The Skills Strategy Solution
Falzon says he wants to see Prudential “double the size of our U.S. businesses with the existing investment that we’re making in talent today.” That happens through efficiency and automation.
In order to meet that need, Prudential is creating an inventory of skills. It starts with a visioning exercise to capture what the business or function will need to look like in the next three to five years. From there comes the hard work of identifying the skills — not resumes, not experience — needed to meet that vision.
Falzon acknowledges that it’s not an easy task and to support it, they have turned to technology. Using a large database paired with artificial intelligence (AI), they scan thousands of job descriptions and individuals’ resumes to translate jobs into skills. Individuals have the ability to edit the output, and as they do so, the machine learns.
The magic really happens, though, as the job’s skill requirements start to match with their people’s skills to present the opportunities for which they are most qualified. Falzon says, “There’s a whole list of jobs that they never would have thought of that they’re actually qualified for. Or jobs that with some incremental training, they could be qualified for based on the skill sets.”
That’s pretty powerful. You can create that power too, even if you don’t have the ability to create the database and AI technology solution that Prudential uses. In fact, that’s exactly where Degreed can help — it’s our sweet spot.
Our process starts with mapping skills to roles, which is a crucial capability of Degreed’s learning experience platform (LXP). It’s a process that combines our technology and our teams to help create new skill strategies for customers. As we’ve recently added the capabilities of Adepto to Degreed, we’re able to create the full cycle of skills, candidates, roles, and projects to enable a functioning structure of internal mobility and a data-driven approach to learning and upskilling.

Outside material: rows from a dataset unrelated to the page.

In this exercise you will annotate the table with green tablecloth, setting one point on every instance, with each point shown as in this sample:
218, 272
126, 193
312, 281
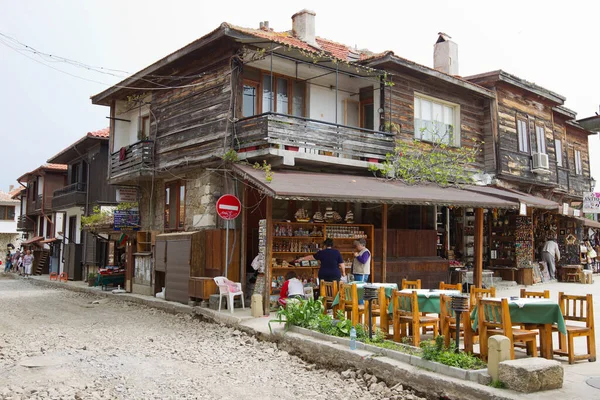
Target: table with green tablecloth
360, 288
542, 313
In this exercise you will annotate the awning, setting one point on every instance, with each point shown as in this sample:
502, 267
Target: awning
33, 240
509, 194
295, 185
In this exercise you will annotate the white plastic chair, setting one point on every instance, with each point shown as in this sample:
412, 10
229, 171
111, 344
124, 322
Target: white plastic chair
224, 290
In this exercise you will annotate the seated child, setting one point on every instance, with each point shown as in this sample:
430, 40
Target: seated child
292, 289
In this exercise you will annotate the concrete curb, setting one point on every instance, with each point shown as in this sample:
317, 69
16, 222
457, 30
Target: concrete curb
325, 352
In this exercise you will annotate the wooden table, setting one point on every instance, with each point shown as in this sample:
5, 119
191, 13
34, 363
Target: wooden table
534, 314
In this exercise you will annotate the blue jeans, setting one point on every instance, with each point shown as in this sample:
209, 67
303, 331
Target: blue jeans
361, 278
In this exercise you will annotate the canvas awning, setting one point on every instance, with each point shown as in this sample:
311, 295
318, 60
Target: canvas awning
514, 195
296, 185
33, 240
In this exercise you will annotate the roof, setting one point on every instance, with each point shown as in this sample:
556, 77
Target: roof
514, 195
295, 185
49, 167
7, 198
81, 146
389, 56
502, 76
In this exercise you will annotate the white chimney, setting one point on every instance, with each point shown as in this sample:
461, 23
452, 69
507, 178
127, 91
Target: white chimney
445, 55
303, 26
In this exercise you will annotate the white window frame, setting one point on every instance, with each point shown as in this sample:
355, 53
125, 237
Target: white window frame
523, 136
540, 139
558, 152
455, 114
578, 165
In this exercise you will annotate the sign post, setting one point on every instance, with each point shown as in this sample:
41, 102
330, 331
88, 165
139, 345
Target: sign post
228, 207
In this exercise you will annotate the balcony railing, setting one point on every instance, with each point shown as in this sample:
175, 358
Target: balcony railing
312, 136
132, 161
71, 195
24, 224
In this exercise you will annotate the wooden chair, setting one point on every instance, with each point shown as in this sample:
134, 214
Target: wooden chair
380, 310
349, 303
525, 294
494, 319
580, 309
448, 326
411, 284
406, 314
329, 291
449, 286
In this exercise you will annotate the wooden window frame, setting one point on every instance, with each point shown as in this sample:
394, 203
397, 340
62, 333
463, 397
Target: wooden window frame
179, 220
526, 140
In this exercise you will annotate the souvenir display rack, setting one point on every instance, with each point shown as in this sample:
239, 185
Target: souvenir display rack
293, 240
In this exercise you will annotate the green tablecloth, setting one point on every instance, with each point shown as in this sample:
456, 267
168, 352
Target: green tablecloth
429, 301
360, 289
531, 311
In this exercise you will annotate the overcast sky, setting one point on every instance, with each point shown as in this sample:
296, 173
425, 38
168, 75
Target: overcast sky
551, 43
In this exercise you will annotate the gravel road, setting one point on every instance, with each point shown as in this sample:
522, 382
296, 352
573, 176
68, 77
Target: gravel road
57, 344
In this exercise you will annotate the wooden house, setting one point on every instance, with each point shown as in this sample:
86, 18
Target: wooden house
86, 188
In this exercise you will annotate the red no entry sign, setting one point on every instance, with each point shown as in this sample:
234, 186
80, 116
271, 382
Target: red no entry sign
229, 207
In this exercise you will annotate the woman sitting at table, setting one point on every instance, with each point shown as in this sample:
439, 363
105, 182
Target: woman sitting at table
332, 264
292, 289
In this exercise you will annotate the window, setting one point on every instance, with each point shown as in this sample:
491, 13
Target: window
250, 99
437, 120
7, 213
144, 129
523, 136
558, 147
540, 138
578, 169
174, 205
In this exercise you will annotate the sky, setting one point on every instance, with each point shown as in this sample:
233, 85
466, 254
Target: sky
42, 110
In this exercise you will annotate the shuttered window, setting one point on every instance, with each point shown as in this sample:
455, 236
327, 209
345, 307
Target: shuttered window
523, 136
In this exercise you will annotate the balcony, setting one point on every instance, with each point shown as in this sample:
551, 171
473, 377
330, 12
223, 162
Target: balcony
24, 224
310, 140
69, 196
132, 162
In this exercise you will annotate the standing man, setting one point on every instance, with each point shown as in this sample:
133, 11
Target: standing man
28, 263
361, 266
551, 254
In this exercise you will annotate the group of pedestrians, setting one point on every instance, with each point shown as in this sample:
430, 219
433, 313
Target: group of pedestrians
19, 262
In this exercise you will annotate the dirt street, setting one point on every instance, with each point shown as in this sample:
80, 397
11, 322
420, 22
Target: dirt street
56, 344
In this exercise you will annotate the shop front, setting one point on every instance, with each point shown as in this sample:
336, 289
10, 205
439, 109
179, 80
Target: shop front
406, 228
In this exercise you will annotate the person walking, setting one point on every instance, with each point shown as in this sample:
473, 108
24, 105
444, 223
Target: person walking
28, 263
551, 254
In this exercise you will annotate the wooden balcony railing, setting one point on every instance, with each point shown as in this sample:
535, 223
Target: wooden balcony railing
312, 136
133, 159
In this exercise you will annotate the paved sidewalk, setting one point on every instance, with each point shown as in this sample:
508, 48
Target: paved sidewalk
574, 388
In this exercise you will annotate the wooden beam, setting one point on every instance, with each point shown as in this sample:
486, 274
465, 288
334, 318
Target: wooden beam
384, 244
268, 255
478, 270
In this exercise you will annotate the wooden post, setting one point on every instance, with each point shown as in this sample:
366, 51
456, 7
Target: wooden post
268, 256
244, 236
384, 244
478, 270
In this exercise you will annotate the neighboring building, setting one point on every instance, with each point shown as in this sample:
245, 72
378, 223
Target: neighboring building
39, 223
86, 188
9, 215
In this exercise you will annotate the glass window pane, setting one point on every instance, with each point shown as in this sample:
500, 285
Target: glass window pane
282, 96
249, 101
268, 105
298, 93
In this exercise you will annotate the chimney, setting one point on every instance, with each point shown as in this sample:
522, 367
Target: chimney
303, 26
445, 55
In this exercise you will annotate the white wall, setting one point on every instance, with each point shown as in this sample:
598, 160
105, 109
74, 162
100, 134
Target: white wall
126, 133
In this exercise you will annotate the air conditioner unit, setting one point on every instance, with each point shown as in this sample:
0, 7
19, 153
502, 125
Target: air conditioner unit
540, 163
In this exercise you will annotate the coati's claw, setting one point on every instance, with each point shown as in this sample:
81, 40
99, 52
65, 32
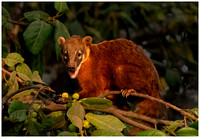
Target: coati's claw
126, 92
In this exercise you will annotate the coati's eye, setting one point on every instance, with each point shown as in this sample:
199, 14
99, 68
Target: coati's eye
79, 53
65, 54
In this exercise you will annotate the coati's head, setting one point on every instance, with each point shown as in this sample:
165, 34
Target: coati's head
75, 51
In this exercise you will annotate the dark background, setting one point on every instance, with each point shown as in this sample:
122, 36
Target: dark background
168, 32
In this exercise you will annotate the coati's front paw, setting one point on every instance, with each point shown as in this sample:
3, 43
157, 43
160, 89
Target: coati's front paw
126, 92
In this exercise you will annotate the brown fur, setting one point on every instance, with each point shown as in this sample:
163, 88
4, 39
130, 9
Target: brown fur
120, 64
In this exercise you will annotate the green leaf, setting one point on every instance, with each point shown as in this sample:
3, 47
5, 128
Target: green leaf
14, 130
152, 132
36, 77
173, 78
195, 125
18, 116
66, 133
36, 36
97, 103
15, 105
13, 58
5, 16
24, 72
76, 28
60, 30
35, 15
4, 51
61, 6
23, 93
194, 112
174, 126
105, 121
58, 122
187, 131
17, 112
106, 132
12, 83
32, 129
76, 115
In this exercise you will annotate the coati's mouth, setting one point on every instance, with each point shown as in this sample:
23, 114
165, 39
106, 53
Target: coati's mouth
73, 72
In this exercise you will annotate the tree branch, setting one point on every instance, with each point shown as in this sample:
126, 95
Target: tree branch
8, 73
153, 99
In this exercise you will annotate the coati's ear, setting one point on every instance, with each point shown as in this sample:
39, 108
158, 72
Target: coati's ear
61, 41
87, 40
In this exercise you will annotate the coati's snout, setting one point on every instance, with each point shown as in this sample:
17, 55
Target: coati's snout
75, 51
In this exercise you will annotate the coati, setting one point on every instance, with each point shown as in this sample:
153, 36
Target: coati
113, 65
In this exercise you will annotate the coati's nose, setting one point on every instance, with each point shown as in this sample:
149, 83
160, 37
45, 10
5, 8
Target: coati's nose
71, 69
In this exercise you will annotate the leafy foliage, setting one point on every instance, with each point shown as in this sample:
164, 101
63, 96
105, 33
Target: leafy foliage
167, 31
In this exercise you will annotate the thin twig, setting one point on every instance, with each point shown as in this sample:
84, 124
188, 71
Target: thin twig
8, 73
36, 87
143, 117
17, 22
153, 99
35, 99
115, 112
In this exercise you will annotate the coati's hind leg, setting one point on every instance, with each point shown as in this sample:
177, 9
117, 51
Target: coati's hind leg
132, 77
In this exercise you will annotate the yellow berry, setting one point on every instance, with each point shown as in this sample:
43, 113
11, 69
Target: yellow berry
33, 114
75, 96
65, 95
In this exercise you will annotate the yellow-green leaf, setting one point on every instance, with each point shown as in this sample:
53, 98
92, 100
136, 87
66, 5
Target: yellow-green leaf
105, 121
97, 103
24, 72
13, 58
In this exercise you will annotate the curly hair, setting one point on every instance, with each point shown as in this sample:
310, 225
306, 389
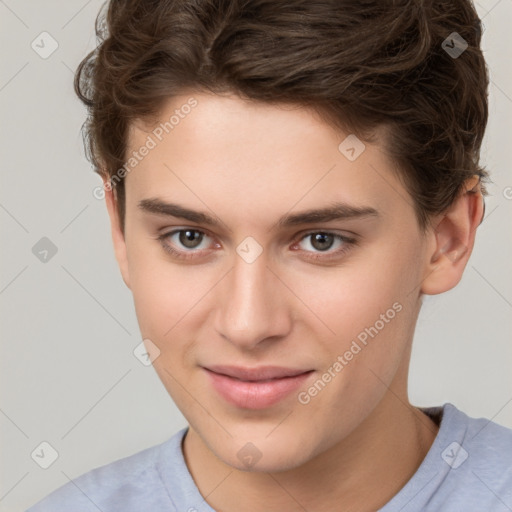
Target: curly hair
360, 65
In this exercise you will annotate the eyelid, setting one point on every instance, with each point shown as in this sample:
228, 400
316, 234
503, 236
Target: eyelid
348, 242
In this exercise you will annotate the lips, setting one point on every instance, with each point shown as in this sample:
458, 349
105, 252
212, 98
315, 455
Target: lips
255, 388
257, 374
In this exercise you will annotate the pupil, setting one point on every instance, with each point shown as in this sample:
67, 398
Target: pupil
190, 238
322, 241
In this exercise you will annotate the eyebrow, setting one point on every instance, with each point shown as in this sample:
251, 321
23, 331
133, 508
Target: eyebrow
336, 211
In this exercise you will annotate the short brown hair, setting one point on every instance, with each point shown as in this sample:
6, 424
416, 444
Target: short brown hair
360, 64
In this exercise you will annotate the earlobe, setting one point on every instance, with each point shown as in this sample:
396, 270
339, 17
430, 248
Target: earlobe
118, 238
454, 236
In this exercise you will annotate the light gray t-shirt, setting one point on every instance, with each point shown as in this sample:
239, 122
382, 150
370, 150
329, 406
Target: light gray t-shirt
467, 469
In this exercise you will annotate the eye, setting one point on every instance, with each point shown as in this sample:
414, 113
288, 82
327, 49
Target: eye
185, 243
320, 244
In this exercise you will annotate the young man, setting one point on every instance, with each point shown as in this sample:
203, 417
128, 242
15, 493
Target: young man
285, 180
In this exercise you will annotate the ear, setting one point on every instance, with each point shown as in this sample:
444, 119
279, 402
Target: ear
453, 235
118, 237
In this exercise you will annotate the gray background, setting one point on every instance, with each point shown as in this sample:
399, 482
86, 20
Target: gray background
68, 373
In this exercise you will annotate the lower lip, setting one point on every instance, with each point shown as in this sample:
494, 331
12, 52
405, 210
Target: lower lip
255, 395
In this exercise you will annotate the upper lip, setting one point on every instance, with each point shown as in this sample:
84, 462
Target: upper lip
254, 374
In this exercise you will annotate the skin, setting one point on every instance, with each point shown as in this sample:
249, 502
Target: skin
359, 440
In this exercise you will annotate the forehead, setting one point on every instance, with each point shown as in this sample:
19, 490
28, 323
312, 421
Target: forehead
255, 158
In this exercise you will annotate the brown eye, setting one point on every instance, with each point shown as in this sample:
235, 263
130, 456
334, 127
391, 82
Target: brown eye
190, 238
321, 241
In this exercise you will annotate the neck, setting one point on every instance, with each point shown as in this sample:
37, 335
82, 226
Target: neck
363, 471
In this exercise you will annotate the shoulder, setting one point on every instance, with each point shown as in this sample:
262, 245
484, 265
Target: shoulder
126, 484
468, 467
486, 443
475, 458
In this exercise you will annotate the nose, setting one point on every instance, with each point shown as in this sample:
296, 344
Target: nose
253, 306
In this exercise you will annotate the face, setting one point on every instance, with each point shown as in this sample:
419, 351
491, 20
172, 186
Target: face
285, 248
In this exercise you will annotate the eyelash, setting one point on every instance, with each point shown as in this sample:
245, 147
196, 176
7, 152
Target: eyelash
348, 243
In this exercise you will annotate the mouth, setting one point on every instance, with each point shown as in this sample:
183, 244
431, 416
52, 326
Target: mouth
256, 389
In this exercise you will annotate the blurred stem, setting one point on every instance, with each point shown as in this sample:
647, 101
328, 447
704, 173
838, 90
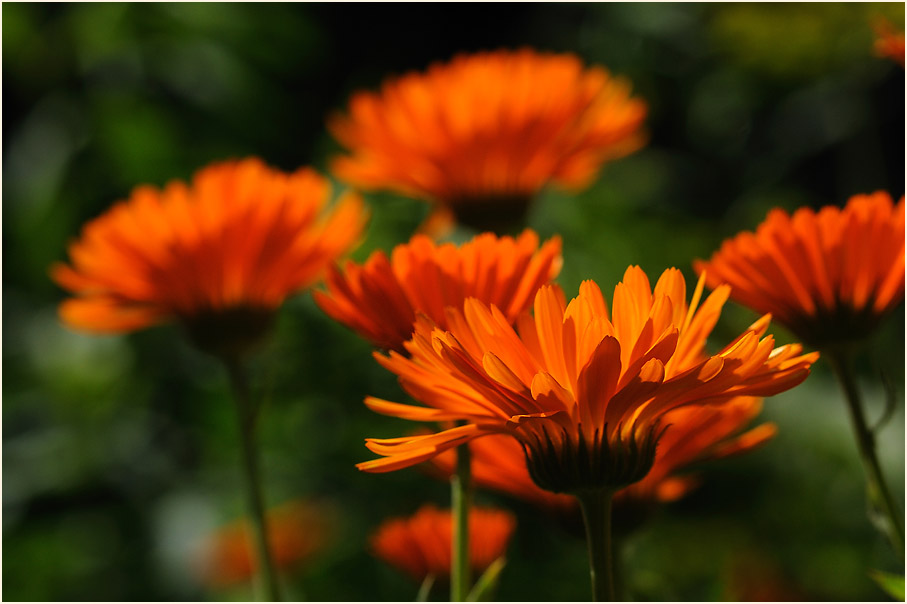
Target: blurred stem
596, 507
460, 495
248, 415
425, 588
879, 495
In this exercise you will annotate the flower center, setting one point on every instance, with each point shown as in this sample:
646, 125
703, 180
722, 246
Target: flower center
229, 333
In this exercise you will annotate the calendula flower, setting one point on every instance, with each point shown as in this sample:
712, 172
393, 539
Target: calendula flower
696, 433
296, 531
829, 276
380, 299
218, 255
583, 392
483, 133
421, 544
889, 43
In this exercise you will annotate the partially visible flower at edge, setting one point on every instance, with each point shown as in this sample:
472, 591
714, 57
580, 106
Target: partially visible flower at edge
380, 299
218, 255
483, 133
829, 276
584, 394
296, 531
695, 433
421, 544
889, 42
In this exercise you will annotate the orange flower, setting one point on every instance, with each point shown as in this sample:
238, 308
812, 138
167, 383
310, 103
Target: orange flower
699, 433
224, 251
584, 394
380, 299
695, 433
421, 545
829, 276
296, 530
889, 43
482, 134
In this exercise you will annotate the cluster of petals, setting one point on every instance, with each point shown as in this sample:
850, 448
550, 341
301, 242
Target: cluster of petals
570, 374
826, 275
697, 433
489, 125
296, 531
889, 43
380, 299
421, 544
241, 235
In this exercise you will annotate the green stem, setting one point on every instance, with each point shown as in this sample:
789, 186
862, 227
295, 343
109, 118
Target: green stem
247, 415
460, 496
596, 507
879, 495
425, 588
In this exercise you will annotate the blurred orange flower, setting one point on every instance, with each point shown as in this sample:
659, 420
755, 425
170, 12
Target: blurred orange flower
889, 43
421, 545
829, 276
231, 245
380, 299
296, 530
584, 394
484, 132
695, 433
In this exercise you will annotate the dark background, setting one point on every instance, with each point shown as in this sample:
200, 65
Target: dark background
120, 453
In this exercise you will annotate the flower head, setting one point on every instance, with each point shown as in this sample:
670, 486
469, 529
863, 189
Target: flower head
889, 43
482, 134
829, 276
380, 299
421, 545
219, 254
582, 391
695, 433
296, 530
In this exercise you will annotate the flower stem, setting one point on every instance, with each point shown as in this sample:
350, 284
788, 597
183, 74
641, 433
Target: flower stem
247, 415
460, 495
596, 507
879, 495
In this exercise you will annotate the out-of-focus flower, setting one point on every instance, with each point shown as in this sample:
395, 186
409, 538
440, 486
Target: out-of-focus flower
829, 276
421, 544
889, 43
219, 255
381, 298
696, 433
584, 394
483, 133
296, 531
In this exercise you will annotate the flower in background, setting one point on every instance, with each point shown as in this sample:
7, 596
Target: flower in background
296, 531
380, 299
830, 276
889, 43
421, 544
219, 255
583, 393
696, 433
482, 134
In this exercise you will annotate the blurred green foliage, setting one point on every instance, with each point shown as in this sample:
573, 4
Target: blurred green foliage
120, 453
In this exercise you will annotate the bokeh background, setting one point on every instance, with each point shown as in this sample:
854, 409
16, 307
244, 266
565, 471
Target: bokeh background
120, 454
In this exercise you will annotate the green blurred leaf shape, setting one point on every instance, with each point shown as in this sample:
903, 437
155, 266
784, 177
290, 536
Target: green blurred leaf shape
892, 584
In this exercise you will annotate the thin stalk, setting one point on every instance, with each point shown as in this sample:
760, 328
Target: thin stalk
247, 415
425, 588
460, 496
879, 495
596, 507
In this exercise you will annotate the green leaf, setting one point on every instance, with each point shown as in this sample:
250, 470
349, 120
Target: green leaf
487, 582
892, 584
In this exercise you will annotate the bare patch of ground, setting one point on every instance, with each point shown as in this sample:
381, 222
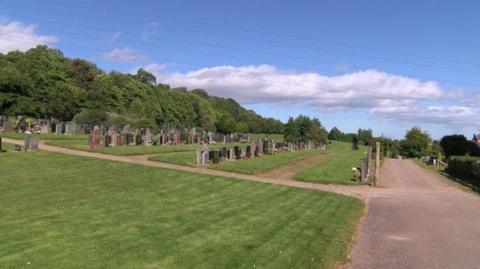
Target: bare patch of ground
289, 170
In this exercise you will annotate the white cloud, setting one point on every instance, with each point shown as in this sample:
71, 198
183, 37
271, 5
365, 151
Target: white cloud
385, 95
126, 55
115, 36
264, 83
15, 35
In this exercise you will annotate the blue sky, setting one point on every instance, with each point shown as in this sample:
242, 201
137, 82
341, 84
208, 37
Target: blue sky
387, 65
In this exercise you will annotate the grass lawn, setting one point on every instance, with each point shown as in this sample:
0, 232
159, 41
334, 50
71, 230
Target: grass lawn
337, 169
264, 163
275, 137
187, 158
61, 211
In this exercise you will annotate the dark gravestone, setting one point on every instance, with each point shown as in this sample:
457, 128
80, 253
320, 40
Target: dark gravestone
108, 141
216, 156
248, 149
129, 139
236, 149
224, 153
17, 147
210, 155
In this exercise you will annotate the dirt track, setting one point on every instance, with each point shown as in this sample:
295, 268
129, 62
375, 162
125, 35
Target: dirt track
356, 191
418, 220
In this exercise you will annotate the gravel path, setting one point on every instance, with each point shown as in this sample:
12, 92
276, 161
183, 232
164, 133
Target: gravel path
356, 191
419, 219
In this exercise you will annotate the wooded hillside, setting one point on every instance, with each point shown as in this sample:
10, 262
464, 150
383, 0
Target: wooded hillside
43, 83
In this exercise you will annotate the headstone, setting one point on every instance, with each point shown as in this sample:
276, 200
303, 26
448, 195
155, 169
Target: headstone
148, 137
119, 140
138, 139
204, 157
253, 149
237, 152
31, 142
17, 147
7, 126
58, 128
44, 129
108, 141
199, 157
248, 149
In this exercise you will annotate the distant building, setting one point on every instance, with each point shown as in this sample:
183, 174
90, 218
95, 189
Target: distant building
476, 139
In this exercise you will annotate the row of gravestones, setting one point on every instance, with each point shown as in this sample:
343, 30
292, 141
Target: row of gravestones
205, 156
113, 139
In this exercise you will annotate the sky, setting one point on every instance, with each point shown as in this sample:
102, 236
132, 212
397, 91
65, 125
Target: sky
384, 65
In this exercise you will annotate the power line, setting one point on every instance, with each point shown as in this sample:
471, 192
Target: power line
188, 64
344, 44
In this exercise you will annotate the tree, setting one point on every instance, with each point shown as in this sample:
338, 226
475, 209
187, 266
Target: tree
145, 77
416, 143
458, 145
355, 142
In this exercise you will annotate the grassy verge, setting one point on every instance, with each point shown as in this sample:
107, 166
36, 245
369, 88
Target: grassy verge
61, 211
182, 158
336, 169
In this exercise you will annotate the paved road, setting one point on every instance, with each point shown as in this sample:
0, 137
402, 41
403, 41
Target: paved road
418, 220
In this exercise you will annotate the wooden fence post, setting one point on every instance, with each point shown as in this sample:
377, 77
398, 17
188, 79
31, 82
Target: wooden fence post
377, 163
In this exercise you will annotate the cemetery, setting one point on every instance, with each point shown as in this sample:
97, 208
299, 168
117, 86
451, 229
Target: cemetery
150, 217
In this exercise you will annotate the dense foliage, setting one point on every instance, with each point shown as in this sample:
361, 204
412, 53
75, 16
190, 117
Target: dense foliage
416, 143
304, 129
459, 145
466, 168
42, 83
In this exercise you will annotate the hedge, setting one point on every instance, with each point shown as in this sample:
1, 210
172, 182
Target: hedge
465, 168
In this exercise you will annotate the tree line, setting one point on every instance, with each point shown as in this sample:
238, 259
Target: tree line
43, 83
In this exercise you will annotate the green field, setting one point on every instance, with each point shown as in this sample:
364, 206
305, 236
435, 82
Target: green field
336, 169
187, 158
61, 211
264, 163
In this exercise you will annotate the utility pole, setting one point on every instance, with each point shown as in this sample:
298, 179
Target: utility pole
377, 163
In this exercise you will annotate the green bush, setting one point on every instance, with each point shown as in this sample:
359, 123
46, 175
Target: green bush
466, 168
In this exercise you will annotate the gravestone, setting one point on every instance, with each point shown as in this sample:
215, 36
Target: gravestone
237, 152
119, 141
113, 137
224, 154
253, 149
148, 137
198, 157
95, 138
31, 142
138, 139
58, 128
7, 126
108, 141
17, 147
248, 150
129, 139
44, 129
205, 155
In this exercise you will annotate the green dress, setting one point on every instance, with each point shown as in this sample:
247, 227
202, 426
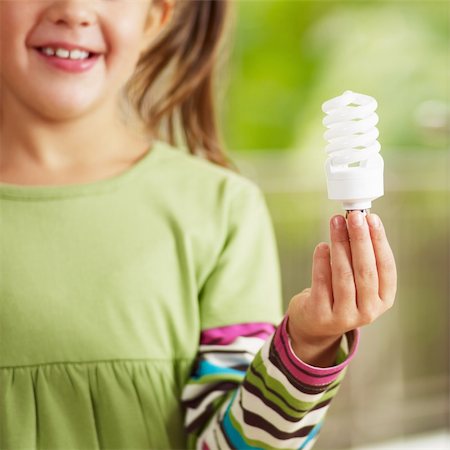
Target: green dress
105, 288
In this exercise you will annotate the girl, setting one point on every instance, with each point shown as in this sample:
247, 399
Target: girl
140, 288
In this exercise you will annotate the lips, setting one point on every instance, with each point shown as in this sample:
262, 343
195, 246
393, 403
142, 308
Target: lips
69, 46
69, 65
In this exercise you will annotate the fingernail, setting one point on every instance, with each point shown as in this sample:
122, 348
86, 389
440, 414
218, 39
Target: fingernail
374, 220
338, 222
357, 219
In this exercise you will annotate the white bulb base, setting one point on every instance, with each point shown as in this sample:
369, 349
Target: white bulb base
355, 187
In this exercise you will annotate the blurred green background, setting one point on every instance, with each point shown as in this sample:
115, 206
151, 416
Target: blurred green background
287, 58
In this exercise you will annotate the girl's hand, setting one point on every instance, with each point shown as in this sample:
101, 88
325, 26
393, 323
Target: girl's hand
350, 288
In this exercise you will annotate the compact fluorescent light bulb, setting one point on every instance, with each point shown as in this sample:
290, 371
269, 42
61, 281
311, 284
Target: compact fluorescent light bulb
354, 167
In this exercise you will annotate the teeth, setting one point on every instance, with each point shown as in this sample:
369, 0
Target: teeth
65, 54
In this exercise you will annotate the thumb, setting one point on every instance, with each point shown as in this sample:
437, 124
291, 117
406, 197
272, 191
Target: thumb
321, 285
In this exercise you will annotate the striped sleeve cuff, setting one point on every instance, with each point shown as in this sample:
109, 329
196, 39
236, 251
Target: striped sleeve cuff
290, 364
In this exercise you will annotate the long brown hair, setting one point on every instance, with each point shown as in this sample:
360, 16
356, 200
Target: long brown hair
173, 88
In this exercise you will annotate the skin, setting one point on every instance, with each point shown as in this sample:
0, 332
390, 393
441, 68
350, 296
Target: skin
353, 283
47, 120
47, 123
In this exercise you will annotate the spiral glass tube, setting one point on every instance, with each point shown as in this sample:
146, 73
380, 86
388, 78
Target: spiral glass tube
354, 167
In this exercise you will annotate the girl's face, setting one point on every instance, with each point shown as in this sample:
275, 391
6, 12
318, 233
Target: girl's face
117, 30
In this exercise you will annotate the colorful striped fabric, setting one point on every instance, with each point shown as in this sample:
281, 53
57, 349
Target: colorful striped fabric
249, 390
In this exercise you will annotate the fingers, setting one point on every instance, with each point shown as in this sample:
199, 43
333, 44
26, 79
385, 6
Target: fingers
321, 289
363, 260
387, 272
344, 291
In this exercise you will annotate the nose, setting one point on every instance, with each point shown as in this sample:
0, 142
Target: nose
73, 13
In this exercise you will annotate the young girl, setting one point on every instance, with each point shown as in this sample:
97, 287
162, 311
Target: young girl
140, 289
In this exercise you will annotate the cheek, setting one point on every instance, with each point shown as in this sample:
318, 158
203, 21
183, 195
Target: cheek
125, 41
16, 20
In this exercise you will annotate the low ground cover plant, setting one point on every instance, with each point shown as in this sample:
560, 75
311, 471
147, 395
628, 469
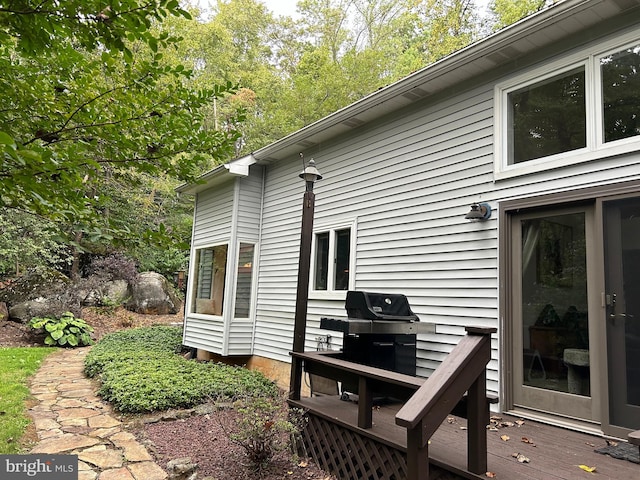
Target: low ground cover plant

Regardless of the technology at hand, Falzon shares three underlying keys to success for a skilling strategy:
- Consider talent as an asset, not a commodity. Commit to and invest in your talent and it will pay dividends.
- Don’t get too far ahead. Three or five years is far enough or it becomes overwhelming. Talk to customers, see where you are not meeting expectations, look outside your industry, read timely research, then develop a plan.
- Focus on mobility. Prudential does this through an apprenticeship that provides opportunities for individuals to practice learning in a real setting to develop skills. It removes the risk of hiring someone new who might not work out. While the apprenticeship program is new, Falzon observes, “the energy in the organization is off the charts.”
Prudential’s same survey showed that contrary to the popular myth that today’s generation is comprised of job hoppers, workers really do want to stay and grow their careers with their current employers. That provides a great opportunity aligned with the first key to success above: investing in talent. When you do this, you solve for the organization’s objectives as you reduce cost and time associated with turnover. You simultaneously tend to your people’s personal and professional goals as they can grow their careers and utilize new skills without leaving the organization.
Having been Prudential’s CFO, Falzon has seen the compelling value proposition of reinvesting with talent. But the value doesn’t end there; when you send a message to employees that you care about them and understand their roles in the organization’s success, engagement rises exponentially. Engagement leads to customer satisfaction, which leads to increased profitability, which makes shareholders very happy.